Molly said she was about to head over to the hospital in Marshport, telling Jesse she knew he wanted to be focusing on Charlie Farrell. Jesse told her to stay at the office and reinterview as many baseball players as she could about possible bad blood, before today, between Scott Ford and Matt Loes, the catcher.
And how it might possibly be tied in to the death of Jack Carlisle.
“I’m a master of multitasking,” he said. “Want to know why?”
“I know why,” Molly said. “You’re the chief.”
Scott Ford’s injuries were serious enough that the paramedics had decided to bypass the urgent care in Paradise and take him directly to the hospital in Marshport, the facility there getting bigger and better and more modern all the time.
Scott Ford’s parents were in a waiting room on the eighth floor. Jesse had never met Shelley Ford. But her husband, Ted, ran the biggest insurance firm in Paradise and thought he was every bit the hot shit that his best friend Gary Armistead, mayor of Paradise, was. Jesse thought there should be a club for hot shits, like the Elks.
Ted Ford saw Jesse at the same time Jesse saw him.

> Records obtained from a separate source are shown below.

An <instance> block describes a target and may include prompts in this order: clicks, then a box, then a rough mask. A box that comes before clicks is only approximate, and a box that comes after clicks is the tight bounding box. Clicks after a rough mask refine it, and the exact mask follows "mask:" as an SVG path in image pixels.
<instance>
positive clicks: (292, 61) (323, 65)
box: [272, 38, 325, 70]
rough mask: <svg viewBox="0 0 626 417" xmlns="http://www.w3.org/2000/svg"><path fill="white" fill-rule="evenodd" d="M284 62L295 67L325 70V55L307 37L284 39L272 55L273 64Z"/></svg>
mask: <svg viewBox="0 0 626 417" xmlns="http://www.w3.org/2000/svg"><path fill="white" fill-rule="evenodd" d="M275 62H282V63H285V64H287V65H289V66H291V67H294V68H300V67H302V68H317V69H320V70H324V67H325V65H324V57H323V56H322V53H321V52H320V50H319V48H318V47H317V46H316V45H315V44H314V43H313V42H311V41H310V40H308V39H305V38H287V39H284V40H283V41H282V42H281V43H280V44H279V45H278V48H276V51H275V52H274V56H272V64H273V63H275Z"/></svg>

“I assume you came over here to tell me that you’ve arrested the punk who did this to my son,” Ted Ford said. “That is what you’re doing here, right?”
Jesse knew Scott Ford’s room number, and kept walking, having no time for Ted Ford, and even less tolerance. But Ford stepped into the hallway, cutting him off.
Grabbing Jesse’s arm.
Jesse stopped, looked down at Ford’s hand, then back into his eyes.
“I asked you a question,” Ford said.
“Take your hand off my arm,” Jesse said quietly.
“As soon as you answer my question,” Ford said.
Jesse smiled, then reached down with his free hand, like he simply wanted to shake Ford’s. But Jesse’s right hand was a lot bigger, and stronger, and now squeezing Ted Ford’s hard enough that Jesse was waiting to hear some of the small bones in it breaking.
He heard a sharp intake of breath, and maybe the tiniest of squeaks.
“Let... go,” Ford said, his voice strained, “or I am calling your boss.”
“Yikes,” Jesse said.
But let go.
“So I’m assuming you haven’t arrested the Loes kid?” Ford said.
“I have not,” Jesse said. “I came straight here as soon as I found out that your son was in the hospital. Now I want to hear his version of what happened.”
“His version,” Ford said, “is that Matt Loes beat him to within an inch of his goddamn life.”
“I want to hear about it from him,” Jesse said.
“And the mayor is going to hear about all this from me,” Ford said.
Jesse smiled again.
“You need to stop talking now, Ted, and let me do my job,” Jesse said.
“You think I’m joking about the mayor?” Ford said.
“Still talking,” Jesse said.
He took a deep breath and let it out and walked into room 821. He needed to get away from Ted Ford, and knew exactly why. Jesse wanted to hit somebody today. It had nearly been Scott Ford’s asshole father.
Dix probably wouldn’t see that as being very productive, either.